Bueno. Quando aprendi a nadar – meu Deus, isso faz bem mais que dez anos! – fui aprendendo nessa ordem: nado crawl, costas, peito e golfinho. Aprendi também a virada simples. Mas, quando fui aprender a virada olímplica, que é a complicada, não deu certo. Antes de aprender a fazer a virada olímpica, você precisa aprender a virar cambalhota dentro da água. Que é uma coisa extremamente difícil e complicada, simplesmente não dá pra fazer.

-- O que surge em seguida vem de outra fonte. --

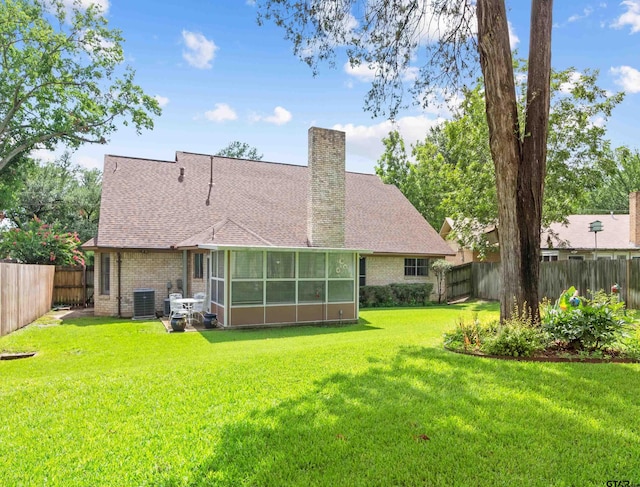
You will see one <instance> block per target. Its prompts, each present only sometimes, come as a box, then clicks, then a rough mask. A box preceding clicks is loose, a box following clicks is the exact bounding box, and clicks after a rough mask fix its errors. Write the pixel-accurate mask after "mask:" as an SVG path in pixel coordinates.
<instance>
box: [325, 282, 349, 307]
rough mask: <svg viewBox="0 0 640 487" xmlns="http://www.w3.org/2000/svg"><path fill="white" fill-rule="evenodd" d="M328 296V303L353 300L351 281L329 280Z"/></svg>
mask: <svg viewBox="0 0 640 487" xmlns="http://www.w3.org/2000/svg"><path fill="white" fill-rule="evenodd" d="M327 294H328V297H329V302H330V303H339V302H345V303H348V302H351V301H353V281H329V291H328V293H327Z"/></svg>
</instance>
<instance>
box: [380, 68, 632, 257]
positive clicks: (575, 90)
mask: <svg viewBox="0 0 640 487" xmlns="http://www.w3.org/2000/svg"><path fill="white" fill-rule="evenodd" d="M521 66H522V67H521V68H520V71H522V70H523V69H525V67H524V65H521ZM596 81H597V73H591V72H588V71H587V72H585V73H583V74H582V75H577V74H575V71H574V70H573V69H571V68H570V69H567V70H564V71H561V72H554V73H553V75H552V101H551V111H550V119H549V138H548V149H547V173H546V177H545V192H544V200H543V214H542V223H543V225H548V224H550V223H552V222H559V221H563V220H564V219H565V218H566V216H567V215H569V214H572V213H576V212H578V211H579V209H580V208H582V207H584V205H585V204H586V203H587V201H588V198H589V194H590V191H597V190H598V188H599V187H600V185H602V181H603V180H604V181H609V180H611V181H614V180H616V177H615V176H614V175H612V176H611V177H609V176H607V175H608V174H609V173H610V172H611V171H612V168H613V166H614V165H613V163H612V160H611V156H610V151H609V149H608V147H609V143H608V141H607V140H606V139H605V138H604V135H605V127H606V125H605V122H606V120H607V119H608V117H609V116H610V115H611V111H612V109H613V108H614V107H615V106H616V105H617V104H618V103H619V102H620V101H621V100H622V94H607V93H606V92H605V91H604V90H602V89H601V88H599V87H598V86H597V84H596ZM520 108H521V111H522V109H523V108H522V105H521V106H520ZM595 120H597V121H598V123H595ZM391 140H393V141H394V144H395V145H398V146H400V145H402V147H404V143H403V141H402V139H401V138H400V136H399V135H398V134H397V133H393V132H392V133H390V134H389V137H388V138H386V139H384V143H385V147H386V148H387V150H386V152H385V153H384V154H383V156H382V157H381V158H380V160H379V161H378V164H377V166H376V171H377V173H378V174H379V175H380V176H381V177H382V178H383V180H384V181H385V182H393V183H394V184H396V185H397V186H398V187H399V188H400V190H401V191H402V192H403V193H404V194H405V195H406V196H407V198H408V199H409V200H410V201H411V202H412V203H413V204H414V205H415V206H416V208H418V210H419V211H420V212H421V213H422V214H423V215H424V216H425V218H426V219H427V220H428V221H429V222H430V223H431V224H432V225H433V226H434V227H435V228H440V226H441V225H442V223H443V221H444V218H445V217H451V218H453V219H454V221H455V222H456V224H455V228H454V234H455V238H456V239H457V240H458V242H459V243H460V244H462V245H465V246H468V247H471V248H473V249H474V250H477V251H479V252H481V253H482V252H485V251H486V250H488V248H489V247H490V244H489V243H488V242H487V241H486V239H485V238H484V235H483V232H482V231H481V230H482V229H484V228H487V227H489V226H492V225H495V224H496V223H497V220H498V208H497V195H496V184H495V169H494V164H493V161H492V158H491V152H490V149H489V129H488V126H487V122H486V116H485V101H484V92H483V88H482V84H480V83H479V84H478V85H477V86H476V87H475V88H474V89H473V90H466V91H465V92H464V100H463V102H462V104H461V106H460V107H459V109H458V110H457V112H456V113H455V114H454V117H453V119H452V120H450V121H447V122H444V123H443V124H442V125H440V126H438V127H435V128H434V129H432V130H431V131H430V132H429V134H428V135H427V136H426V138H425V140H424V141H423V142H419V143H418V144H416V146H415V147H413V150H412V156H413V158H412V159H413V161H407V160H406V157H405V158H404V159H402V158H400V159H399V160H400V161H401V162H400V163H399V162H396V159H398V156H397V155H396V153H394V152H393V151H390V150H389V141H391ZM625 157H626V158H625V160H626V161H629V159H630V156H629V155H627V156H625ZM618 167H622V165H621V164H618ZM639 169H640V168H639ZM614 174H615V173H614ZM625 190H626V188H625ZM625 198H626V196H625Z"/></svg>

As instruções são simples. É só prender o ar, pegar um impulso e virar cambalhota na piscina. Voilá! O fundamental é ir soltando o ar devagarinho, enquanto você vê o mundo subaquático girar. Se você não fizer isso, vai entrar muita água no seu nariz enquanto você perde a noção de tempo e espaço e quase se afoga e não lembra mais qual é o seu nome e precisa ser retirada às pressas da piscina e todos olham para aquela pessoa que não conseguiu fazer o que as crianças de cinco anos vivem fazendo na piscininha infantil.

Ok ok. Assumo que fiquei traumatizada quando tentei dar a primeira cambalhota dentro da água. Foi péssimo. Desde então nunca mais ousei aprender a virada olímpica. Nunca mais até hoje.

O professor de natação, depois do treino, falou: agora, pra finalizar, todo mundo treinando cinco minutos de virada olímpica. Lógico que não fiz nada e disse: professor, eu não sei fazer a virada olímpica. Então o professor entrou na piscina depois da aula e me ensinou a fazer a cambalhota e então eu consegui e aprendi a fazer virada olímpica, que, na verdade, é muito simples.